Для поверхностного исследователя романсов, связанных с первой половиной жизни Римского-Корсакова, общей особенностью его лирики может представиться слабость стилистической связи ее с другими видами и формами параллельной композиторской деятельности Н. А. Однако при более внимательном и глубоком эстетическом подходе к его романсам нельзя не обратить внимания на следующие факты. Большая часть из тех 32 романсов, которые возникают до 1883 года, была сочинена в пору расцвета "Могучей кучки", — а из этой части ряд романсов написан в эпоху сочинения "Псковитянки", напротив, меньшая часть — в период непосредственной близости к операм "Майская ночь" и "Снегурочка". При этом романсам 60-х годов соответствует декламационный (например, "На холмах Грузии"), картинно-изобразительный или пейзажный (картинка "Ночь") и восточно-экзотический (еврейские песни) характер. Если к этим определяющим моментам присоединить свежесть и непосредственность лирических настроений, впервые проникающих в творческое сознание Н. А, в эти годы (нежность в таких романсах, как "Я верю, я любим", или страстность — в романсе "К моей песне"), то этими чертами можно исчерпать главные категории романсного лиризма Римского-Корсакова в 60-е годы.
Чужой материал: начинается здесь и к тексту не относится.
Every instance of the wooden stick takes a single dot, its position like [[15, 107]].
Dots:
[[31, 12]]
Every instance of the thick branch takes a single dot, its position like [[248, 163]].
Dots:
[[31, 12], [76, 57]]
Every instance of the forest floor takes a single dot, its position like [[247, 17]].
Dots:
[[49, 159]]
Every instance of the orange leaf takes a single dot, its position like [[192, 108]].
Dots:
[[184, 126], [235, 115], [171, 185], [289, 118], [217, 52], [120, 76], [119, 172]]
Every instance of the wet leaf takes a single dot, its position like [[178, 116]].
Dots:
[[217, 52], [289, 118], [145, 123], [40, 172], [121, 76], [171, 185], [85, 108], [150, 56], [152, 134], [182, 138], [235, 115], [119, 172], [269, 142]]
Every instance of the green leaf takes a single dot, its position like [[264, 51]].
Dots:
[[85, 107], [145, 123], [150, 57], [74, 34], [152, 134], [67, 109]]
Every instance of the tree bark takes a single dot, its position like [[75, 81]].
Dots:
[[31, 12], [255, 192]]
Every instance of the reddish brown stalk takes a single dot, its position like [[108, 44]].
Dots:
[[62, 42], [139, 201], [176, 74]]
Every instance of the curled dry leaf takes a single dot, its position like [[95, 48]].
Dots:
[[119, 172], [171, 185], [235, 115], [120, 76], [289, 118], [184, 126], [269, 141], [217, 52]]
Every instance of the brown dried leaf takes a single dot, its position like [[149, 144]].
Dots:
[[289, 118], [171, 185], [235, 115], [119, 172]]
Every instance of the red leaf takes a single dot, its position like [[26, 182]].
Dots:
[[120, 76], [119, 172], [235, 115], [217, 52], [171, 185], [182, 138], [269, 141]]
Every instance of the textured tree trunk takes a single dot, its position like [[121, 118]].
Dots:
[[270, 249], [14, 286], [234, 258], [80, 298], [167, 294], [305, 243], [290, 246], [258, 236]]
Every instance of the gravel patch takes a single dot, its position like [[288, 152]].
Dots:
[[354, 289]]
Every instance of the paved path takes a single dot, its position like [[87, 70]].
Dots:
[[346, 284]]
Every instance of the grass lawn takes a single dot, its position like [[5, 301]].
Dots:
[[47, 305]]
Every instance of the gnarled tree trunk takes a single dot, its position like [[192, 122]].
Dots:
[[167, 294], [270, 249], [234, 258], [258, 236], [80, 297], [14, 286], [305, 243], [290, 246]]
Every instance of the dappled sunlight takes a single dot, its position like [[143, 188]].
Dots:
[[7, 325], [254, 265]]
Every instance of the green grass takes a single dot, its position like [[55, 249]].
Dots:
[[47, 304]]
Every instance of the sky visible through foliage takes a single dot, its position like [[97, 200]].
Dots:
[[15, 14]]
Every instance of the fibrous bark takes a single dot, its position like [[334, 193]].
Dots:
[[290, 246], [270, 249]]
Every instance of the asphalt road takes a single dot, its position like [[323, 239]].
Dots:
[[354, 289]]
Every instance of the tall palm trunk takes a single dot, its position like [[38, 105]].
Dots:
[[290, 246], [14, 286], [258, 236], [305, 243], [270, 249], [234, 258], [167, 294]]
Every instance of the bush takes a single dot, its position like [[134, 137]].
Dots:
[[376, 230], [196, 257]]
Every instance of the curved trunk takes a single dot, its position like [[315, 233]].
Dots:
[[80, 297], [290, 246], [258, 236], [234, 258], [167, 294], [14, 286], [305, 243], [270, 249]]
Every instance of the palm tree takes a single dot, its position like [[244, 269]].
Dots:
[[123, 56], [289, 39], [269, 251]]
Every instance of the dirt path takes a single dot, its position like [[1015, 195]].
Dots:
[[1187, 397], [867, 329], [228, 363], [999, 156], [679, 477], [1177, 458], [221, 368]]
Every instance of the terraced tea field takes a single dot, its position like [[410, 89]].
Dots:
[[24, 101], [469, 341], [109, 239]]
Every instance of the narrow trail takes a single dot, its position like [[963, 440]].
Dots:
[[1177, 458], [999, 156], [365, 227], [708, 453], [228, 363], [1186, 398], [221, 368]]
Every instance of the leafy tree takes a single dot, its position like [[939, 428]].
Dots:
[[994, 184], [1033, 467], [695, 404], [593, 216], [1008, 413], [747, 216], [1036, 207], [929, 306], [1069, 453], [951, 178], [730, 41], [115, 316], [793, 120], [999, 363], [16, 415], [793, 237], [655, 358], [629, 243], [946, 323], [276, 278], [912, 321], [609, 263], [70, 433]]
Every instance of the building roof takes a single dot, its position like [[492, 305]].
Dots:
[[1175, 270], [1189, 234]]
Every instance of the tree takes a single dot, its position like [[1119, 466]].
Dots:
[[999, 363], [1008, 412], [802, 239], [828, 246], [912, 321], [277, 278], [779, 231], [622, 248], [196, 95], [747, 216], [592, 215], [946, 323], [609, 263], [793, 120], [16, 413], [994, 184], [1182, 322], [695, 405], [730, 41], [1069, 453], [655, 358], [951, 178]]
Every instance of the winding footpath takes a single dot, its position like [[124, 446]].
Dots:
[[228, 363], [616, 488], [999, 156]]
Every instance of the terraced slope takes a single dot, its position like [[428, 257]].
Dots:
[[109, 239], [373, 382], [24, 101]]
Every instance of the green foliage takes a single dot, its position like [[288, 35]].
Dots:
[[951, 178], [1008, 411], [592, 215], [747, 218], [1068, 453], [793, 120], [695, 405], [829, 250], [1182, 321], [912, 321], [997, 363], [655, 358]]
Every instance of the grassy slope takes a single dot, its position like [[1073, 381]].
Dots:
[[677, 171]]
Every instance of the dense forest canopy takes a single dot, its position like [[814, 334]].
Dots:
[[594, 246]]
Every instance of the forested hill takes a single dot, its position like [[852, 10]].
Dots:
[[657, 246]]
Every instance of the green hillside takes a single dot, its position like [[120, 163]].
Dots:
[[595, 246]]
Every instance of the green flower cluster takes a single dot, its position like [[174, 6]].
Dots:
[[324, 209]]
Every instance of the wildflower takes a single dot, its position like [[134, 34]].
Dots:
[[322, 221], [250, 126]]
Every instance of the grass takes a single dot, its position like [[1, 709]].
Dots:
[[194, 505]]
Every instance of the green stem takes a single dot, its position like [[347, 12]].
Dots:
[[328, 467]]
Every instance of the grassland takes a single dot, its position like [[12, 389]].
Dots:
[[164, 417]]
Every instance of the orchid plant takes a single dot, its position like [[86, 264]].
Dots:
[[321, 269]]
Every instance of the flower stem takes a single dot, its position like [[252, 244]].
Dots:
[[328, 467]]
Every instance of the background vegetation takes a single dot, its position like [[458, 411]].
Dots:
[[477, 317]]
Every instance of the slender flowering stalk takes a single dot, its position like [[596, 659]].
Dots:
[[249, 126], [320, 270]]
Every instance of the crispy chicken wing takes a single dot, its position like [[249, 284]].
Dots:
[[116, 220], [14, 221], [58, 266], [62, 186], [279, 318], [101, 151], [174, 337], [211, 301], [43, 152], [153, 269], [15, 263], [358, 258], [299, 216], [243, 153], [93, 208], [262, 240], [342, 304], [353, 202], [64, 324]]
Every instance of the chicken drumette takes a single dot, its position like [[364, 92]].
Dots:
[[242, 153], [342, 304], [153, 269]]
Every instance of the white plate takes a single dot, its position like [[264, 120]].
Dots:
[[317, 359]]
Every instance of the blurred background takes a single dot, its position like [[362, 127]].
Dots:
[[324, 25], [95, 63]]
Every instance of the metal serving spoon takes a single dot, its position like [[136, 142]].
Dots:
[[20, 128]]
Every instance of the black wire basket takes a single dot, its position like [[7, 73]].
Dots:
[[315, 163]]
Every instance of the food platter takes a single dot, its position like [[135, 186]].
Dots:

Конец 70-х и начало 80-х годов — время сочинения "Майской ночи" и "Снегурочки" — есть, вместе с тем, время перехода творчества Римского-Корсакова на новые рельсы, время увлечения его солнечным культом и народной крестьянской песней, то есть в основе — фольклором. Рассматриваемые под таким углом зрения романсы соответствующих годов, во всей небольшой их совокупности (9 романсов), являют картину своеобразного разнобоя — и качественного, и стилистического (от деланного и надуманного "Эхо" до порывистого и горячего "Ты и вы"). Не в авторском ли ощущении этого разнобоя нужно искать объяснения для вырвавшегося у Н. А, в цитированном письме к Кругликову выражения "с чего-то написал"?...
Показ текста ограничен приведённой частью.